Blue Cross Says DPC Lacks 'Quality and Safety Measures.' Patients Are Signing Up Anyway.
The nation’s largest health insurer just went on camera to explain why Direct Primary Care doesn’t work. Meanwhile, the phones at DPC practices are ringing more than they have in months.
In a FOX6 Milwaukee report that aired this week, the Blue Cross Blue Shield Association offered a rare public critique of the DPC model. Their statement: DPC practices “do not include quality and safety measures, integrated information technology and coordination of benefits across the care spectrum.”
That’s a notable escalation. Insurance companies have largely ignored DPC as it grew from a handful of practices to a national movement with over 1.4 million members. A direct, on-the-record critique from the BCBS Association suggests the industry now sees DPC as a competitive threat worth addressing publicly.
The Demand Side
The same FOX6 report tells the other half of the story. Dr. Anna Mirer, who opened Presence Primary Care in Milwaukee in July 2024, told the station she’s seen a surge of new inquiries over the past two weeks. The driver: concerns about 2026 insurance premium increases.
“I learned as an employed doctor that I was never going to be able to spend time with my patients or give them the kind of care that I wanted to until I controlled the business mode,” Dr. Mirer told FOX6.
Her patient Lauren Burke put it simply: “She’s just helped me tremendously, just not only with my physiological health but guiding me with my mental and behavioral health as well.”
This isn’t unique to Milwaukee. The pattern is repeating across the country. Every time premiums rise, consumers who were vaguely aware of DPC start actively searching for alternatives. The difference in 2026 is that they’re finding a much more developed ecosystem waiting for them: HSA compatibility, employer sponsorship options, and practices in 49 states.
What Blue Cross Got Wrong
The BCBS critique deserves a closer look, because it reveals how traditional insurers frame the conversation.

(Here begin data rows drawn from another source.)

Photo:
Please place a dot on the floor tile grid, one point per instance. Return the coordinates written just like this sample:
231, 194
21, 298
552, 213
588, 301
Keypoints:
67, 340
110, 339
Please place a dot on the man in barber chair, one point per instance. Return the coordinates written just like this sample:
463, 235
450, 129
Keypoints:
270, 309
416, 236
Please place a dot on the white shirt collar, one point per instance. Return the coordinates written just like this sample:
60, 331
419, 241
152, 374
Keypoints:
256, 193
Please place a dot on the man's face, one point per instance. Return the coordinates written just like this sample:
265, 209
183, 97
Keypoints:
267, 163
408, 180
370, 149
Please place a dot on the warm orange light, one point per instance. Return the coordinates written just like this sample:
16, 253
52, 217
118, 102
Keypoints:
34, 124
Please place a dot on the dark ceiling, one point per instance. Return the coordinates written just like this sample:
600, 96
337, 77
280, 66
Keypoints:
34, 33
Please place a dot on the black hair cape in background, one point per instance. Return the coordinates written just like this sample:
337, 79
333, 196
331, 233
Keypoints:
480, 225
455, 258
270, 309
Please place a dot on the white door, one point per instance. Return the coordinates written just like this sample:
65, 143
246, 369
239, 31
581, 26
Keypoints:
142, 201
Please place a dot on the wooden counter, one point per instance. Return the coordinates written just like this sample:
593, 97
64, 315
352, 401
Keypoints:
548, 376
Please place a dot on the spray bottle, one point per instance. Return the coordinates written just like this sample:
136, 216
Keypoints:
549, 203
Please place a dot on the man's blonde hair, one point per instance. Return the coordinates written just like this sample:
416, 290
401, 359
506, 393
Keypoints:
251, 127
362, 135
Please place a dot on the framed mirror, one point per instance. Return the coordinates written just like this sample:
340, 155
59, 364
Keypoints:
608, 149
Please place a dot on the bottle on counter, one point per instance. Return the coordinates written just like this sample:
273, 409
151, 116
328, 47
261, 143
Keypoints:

“Quality and safety measures.” DPC physicians are licensed, board-certified, and bound by the same medical standards as any other doctor. The difference is in panel size. When you see 400-800 patients instead of 2,500, you have time to catch problems that rushed visits miss. Longer appointments and direct physician access aren’t the absence of quality measures. They’re a different approach to achieving them.
“Integrated information technology.” Many DPC practices use modern EHR systems, patient portals, and secure messaging. The relevant difference is that DPC technology choices are made to serve patients and physicians, not to generate billing codes for insurance companies.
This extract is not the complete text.